Daily Model Scout Report — 2026-04-30
#19
by msudharsanan - opened
Daily Model Scout Report — 2026-04-30
Survey of new VLM releases on HuggingFace from 2026-04-23 → 2026-04-30 (last 7 days), evaluated for relevance to our 9-field garment attribute classification task.
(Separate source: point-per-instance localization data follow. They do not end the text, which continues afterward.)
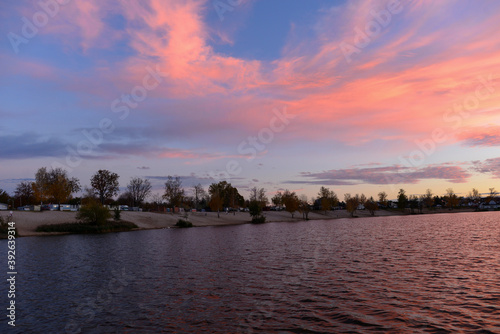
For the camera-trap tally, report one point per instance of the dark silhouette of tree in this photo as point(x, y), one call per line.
point(351, 203)
point(277, 199)
point(382, 198)
point(328, 199)
point(259, 195)
point(291, 201)
point(304, 207)
point(199, 194)
point(174, 194)
point(402, 200)
point(451, 199)
point(105, 184)
point(54, 185)
point(139, 189)
point(371, 206)
point(24, 193)
point(428, 199)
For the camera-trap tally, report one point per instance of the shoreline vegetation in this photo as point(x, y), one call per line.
point(44, 223)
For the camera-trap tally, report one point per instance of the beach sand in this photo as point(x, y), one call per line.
point(28, 221)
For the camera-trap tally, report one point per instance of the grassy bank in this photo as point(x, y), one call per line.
point(84, 228)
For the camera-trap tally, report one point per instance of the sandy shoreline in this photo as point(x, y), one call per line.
point(27, 221)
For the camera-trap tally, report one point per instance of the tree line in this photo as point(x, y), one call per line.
point(55, 186)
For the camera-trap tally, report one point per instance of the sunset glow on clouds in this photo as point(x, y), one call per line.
point(405, 91)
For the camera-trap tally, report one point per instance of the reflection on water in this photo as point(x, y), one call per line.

Compared against current best models on the 3,500-sample hard eval set (weighted score):
| Current best | Weighted score |
|---|---|
| qwen3-vl-8b-sft+grpo | 0.9131 |
| qwen3-vl-2b-sft-grpo-v9 | 0.8948 |
| qwen3-vl-8b-sft-grpo-nvfp4 | 0.8945 |
| qwen35-2b-base | 0.8437 |
HIGH relevance — benchmark immediately
1. Qwen/Qwen3.6-27B
- Link: https://huggingface.co/Qwen/Qwen3.6-27B
- Architecture: Dense Qwen3.6-VL, 27B params, hybrid Gated DeltaNet + Gated Attention, vision encoder, 256K native context (1M with YaRN)
- License: Apache 2.0 — released 2026-04-21
- Why it may beat current best:
- Official first open-weight Qwen3.6 (direct successor to Qwen3.5/Qwen3-VL families that produce all our top 4 scores)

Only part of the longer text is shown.